Nomismation: Measuring Monetary Integration in the Late Roman Empire
The purpose of this project is to develop a database of fourth and fifth century coins found in Egypt in order to study and statistically measure the actual monetary integration of the province with Europe, North Africa, and the Middle East during its first unified currency system under the Roman Empire.
Throughout the first 350 years of the Roman Empire, provincial coinages played an important role in the Eastern provinces of the Empire and circulated in tandem with imperial coinages, the latter of which were mostly minted in Rome. Egyptian coins were the exception, as the province maintained a closed currency system, and used different denominations, weights, and even metals for its coinage. It also had only one official mint in Alexandria. Starting in 287, Diocletian instituted empire-wide economic reforms, one of which introduced a new set of coinages in 294, and another which instituted an abolition of Egypt’s isolated monetary zone, which took effect in 297/98. For over six centuries, entering Egyptian territory had necessitated the exchange of currency at its borders. While this practice allowed very close control of the metal supply and the minting schedule, as well as the extraction of coinage within the province, it separated Egypt from the rest of the Roman Empire. Egypt’s isolated economic status relative to the rest of the provinces was a characteristic that strongly challenged Diocletian’s political ideal of a stable empire. Furthermore, during periods of rebellion, usurpers were known to mint their own coins. Thus, after the revolt of L. Domitius Domitianus in 297/298, Diocletian Egypt’s separate currency system could have been perceived as an invitation for further political unrest.
After the tumultuous third century, political unity was sought during Diocletian’s Tetrarchy and lasted throughout the fourth and fifth centuries, allowing for the development and integration of trade within the Empire. The western provinces of the Roman Empire, however, fell under the control of Germanic tribes after the mid 5th century, ending the millennium-long dominance of Rome in Western Europe. This change marks the end of a unified political and monetary system in Europe, providing economic and monetary historians a chronological time frame in which to test the monetary unity of the Roman Empire, namely between 297/298 CE and 476 CE.

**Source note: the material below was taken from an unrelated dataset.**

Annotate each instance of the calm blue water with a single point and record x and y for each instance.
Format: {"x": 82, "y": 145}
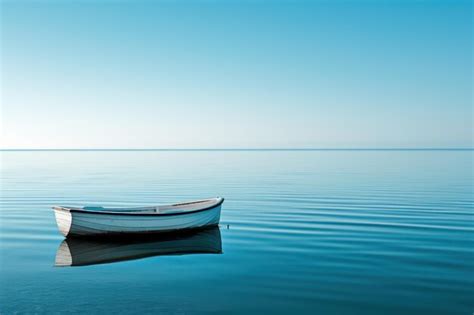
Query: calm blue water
{"x": 316, "y": 232}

Monetary integration has important implications for understanding the global economy of the Mediterranean and beyond, as we can trace economic links and study trade and commercial relations based on the movement of coins and the economic profile of each province. Assessing monetary integration can also illuminate economic interdependence between differing regions around the Mediterranean, and thus help us understand how the various levels of economic units – local, regional and global – functioned during this important period of human history.